I build the parts of AI products that have to hold up after the demo: LLM serving benchmarks, guarded GenAI workflows, backend data services, deployment logs, and evaluation loops. The robotics thread in my background is now focused on perception work: turning culvert inspection footage into defect masks, polygons, and reviewable model outputs.
Distributed Robotics and Networked Embedded Sensing (DRONES) Lab — Research Aide
- Built the ML side of a culvert-inspection workflow: sampled keyframes from inspection video, used SAM-3 promptable segmentation for crack/spalling/void masks, and exported JSON masks and polygons for downstream review.
- Packaged PyTorch inference behind an endpoint-style workflow with frame inputs, model-versioned artifacts, endpoint logs, and per-run IoU/F1 reports; measured about 0.74 mask IoU and 2.3s p95 keyframe inference.
- Robotics context: the segmentation output was designed for culvert/robot inspection runs, but the core contribution was perception, model serving, and evaluation rather than navigation or controls.
Tata Elxsi — Software Engineer Intern
- Worked on the data and evaluation side of ADAS perception validation, building Python pipelines that paired scenario metadata with synchronized RGB, depth, semantic-label, pose, and calibration outputs from simulator runs.
- Converted raw run logs into replayable perception-evaluation sets across 120+ scenario tests, including lane, object, lighting, and weather variations.
- Added checks for missing frames, timestamp drift, label mismatch, and calibration gaps so bad scenario runs failed early instead of producing unreliable model-evaluation reports.
LLMate.ai — Backend Engineer Intern
- Built backend pieces for a governed natural-language analytics workflow over 50,000+ structured records: schema retrieval, parser validation, read-only query enforcement, dry-run checks, result caching, and replayable evaluation cases.
- Separated user-facing requests from slower LLM/database work with asynchronous task execution, status tracking, retry paths, and failure logs, which made long-running report generation easier to debug.

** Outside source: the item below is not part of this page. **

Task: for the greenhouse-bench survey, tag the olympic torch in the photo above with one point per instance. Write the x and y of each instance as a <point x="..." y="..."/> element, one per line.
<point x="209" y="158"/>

- Kept the LLM layer grounded in table metadata and query policies instead of a plain prompt wrapper, so user questions produced auditable SQL and bounded outputs.
- Languages: Python, C++, Java, SQL
- AI systems: LLM inference, model serving, vLLM, QLoRA, RLHF-style alignment, CUDA Graphs, model evaluation
- Backend and cloud: FastAPI, Spring Boot, Docker, GCP, Cloud Run, Hugging Face Endpoints, BigQuery, observability, CI/CD
- Data and perception: SQL validation, RAG, schema checks, JSON outputs, computer vision, segmentation, perception evaluation
I am looking for software engineering, ML engineering, backend/platform, and applied AI roles where the work is close to shipped systems: runtime behavior, service reliability, data contracts, evaluation quality, and production-facing demos.